A sistemática de gestão de alergênicos precisa ser revisada no mínimo anualmente, conforme deixou claro o requisito. Isso porque os cenários mudam. Veja alguns exemplos de mudanças que podem impactar no resultado dos controles de alergênicos:
– mudança de contexto
– novos produtos
– novas matérias primas
– novos fornecedores
– mudanças de leiaute
– novos equipamentos e materiais de contato
– alteração em produto químico de limpeza
– alteração em instrução de limpeza
– mudança de pessoal
É tanta coisa que muda em um único ano! Por isso deve estar programada na agenda da ESA a revisão do Plano de Gerenciamento de alergênicos. Uma forma de evidenciar isso é através da elaboração de um relatório contemplando avaliação de todas as mudanças ou até mesmo um checklist com perguntas investigativas para ajudar a ESA na revisão pormenorizada de todos os controles e cenários existentes.

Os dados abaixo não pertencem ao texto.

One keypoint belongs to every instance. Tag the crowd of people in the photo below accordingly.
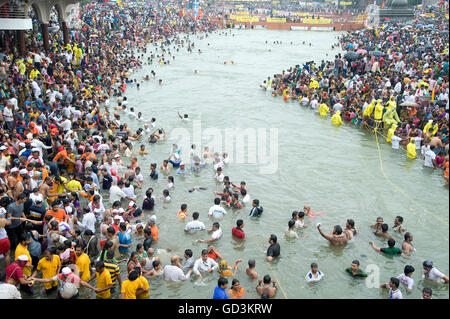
(393, 79)
(64, 146)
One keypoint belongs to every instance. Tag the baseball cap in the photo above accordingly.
(66, 271)
(22, 258)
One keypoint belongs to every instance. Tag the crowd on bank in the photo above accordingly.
(393, 78)
(64, 146)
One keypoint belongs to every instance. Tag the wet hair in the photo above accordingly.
(273, 238)
(408, 269)
(351, 222)
(391, 242)
(133, 275)
(188, 252)
(337, 230)
(222, 282)
(395, 281)
(426, 290)
(407, 235)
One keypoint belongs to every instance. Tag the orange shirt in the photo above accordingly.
(62, 154)
(154, 230)
(60, 215)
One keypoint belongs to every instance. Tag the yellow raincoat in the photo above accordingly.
(411, 148)
(378, 114)
(336, 118)
(369, 109)
(323, 109)
(391, 133)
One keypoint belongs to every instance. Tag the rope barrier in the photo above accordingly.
(398, 188)
(278, 281)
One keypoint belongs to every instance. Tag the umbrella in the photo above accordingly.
(377, 53)
(409, 104)
(351, 56)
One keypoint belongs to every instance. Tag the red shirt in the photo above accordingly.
(14, 271)
(238, 233)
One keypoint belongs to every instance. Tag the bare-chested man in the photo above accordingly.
(266, 288)
(251, 272)
(407, 246)
(336, 237)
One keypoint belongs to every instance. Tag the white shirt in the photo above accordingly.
(217, 211)
(434, 274)
(299, 224)
(429, 157)
(173, 273)
(217, 234)
(310, 277)
(418, 140)
(219, 178)
(395, 294)
(116, 194)
(202, 266)
(407, 281)
(88, 221)
(8, 291)
(395, 142)
(194, 226)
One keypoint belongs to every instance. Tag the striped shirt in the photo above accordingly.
(113, 270)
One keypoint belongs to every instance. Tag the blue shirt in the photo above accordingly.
(124, 239)
(220, 293)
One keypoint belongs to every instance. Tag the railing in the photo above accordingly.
(12, 12)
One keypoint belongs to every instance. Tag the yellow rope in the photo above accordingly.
(279, 283)
(398, 188)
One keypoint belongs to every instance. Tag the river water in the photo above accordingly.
(334, 170)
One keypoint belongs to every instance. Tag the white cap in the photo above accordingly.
(66, 271)
(22, 258)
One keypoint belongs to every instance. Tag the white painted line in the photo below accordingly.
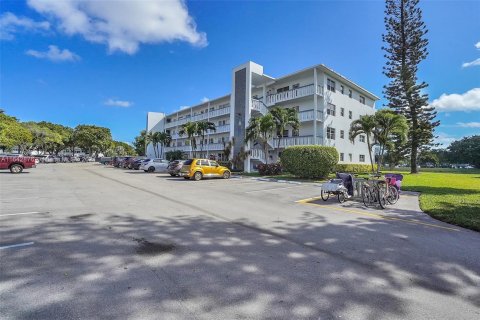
(18, 213)
(17, 245)
(271, 189)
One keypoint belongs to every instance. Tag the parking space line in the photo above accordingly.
(375, 215)
(19, 213)
(271, 189)
(17, 245)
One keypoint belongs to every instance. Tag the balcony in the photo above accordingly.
(297, 141)
(308, 115)
(304, 91)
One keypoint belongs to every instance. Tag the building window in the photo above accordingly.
(330, 85)
(330, 133)
(331, 109)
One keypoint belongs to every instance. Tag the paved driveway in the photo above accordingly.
(98, 242)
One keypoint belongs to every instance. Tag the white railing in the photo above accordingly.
(290, 94)
(257, 154)
(259, 106)
(297, 141)
(219, 112)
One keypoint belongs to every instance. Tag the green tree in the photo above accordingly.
(284, 118)
(388, 126)
(260, 129)
(202, 128)
(190, 130)
(140, 143)
(467, 150)
(364, 126)
(405, 47)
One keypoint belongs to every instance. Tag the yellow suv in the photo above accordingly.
(197, 169)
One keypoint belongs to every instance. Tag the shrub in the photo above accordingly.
(354, 168)
(309, 161)
(271, 169)
(174, 155)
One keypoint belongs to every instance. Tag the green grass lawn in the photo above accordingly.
(449, 195)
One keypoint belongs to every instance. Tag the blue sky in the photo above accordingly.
(109, 63)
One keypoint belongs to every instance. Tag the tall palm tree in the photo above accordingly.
(164, 139)
(260, 129)
(149, 139)
(284, 118)
(389, 126)
(202, 128)
(190, 129)
(365, 125)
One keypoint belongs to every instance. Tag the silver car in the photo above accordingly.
(154, 165)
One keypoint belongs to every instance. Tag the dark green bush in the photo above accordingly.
(309, 161)
(174, 155)
(271, 169)
(354, 168)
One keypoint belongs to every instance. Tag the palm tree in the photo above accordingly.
(365, 125)
(164, 139)
(150, 138)
(260, 129)
(284, 118)
(389, 126)
(190, 129)
(202, 128)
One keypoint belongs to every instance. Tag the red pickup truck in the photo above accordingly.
(16, 164)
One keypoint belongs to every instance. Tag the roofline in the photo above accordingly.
(325, 68)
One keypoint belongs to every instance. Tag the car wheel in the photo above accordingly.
(16, 168)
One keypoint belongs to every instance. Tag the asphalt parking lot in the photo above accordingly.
(84, 241)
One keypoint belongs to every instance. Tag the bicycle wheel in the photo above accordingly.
(325, 195)
(367, 196)
(382, 199)
(393, 195)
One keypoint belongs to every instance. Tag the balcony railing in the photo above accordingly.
(297, 141)
(304, 91)
(308, 115)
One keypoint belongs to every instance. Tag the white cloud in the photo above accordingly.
(473, 63)
(123, 25)
(118, 103)
(54, 54)
(444, 140)
(469, 124)
(11, 24)
(468, 101)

h) “Apenas Categoria D (Processamento de feed e pet food) – Onde não houver legislação relacionada a alérgenos para o país de venda referente a produtos para alimentação animal, esta seção dos requisitos do Esquema pode ser indicada como ‘Não Aplicável’, a menos que uma declaração relacionada a um status de alergênico tenha sido feita no produto”.
Esta indicação de não aplicável pode ser feita no Manual do SGSA da organização ou em outro documento relevante.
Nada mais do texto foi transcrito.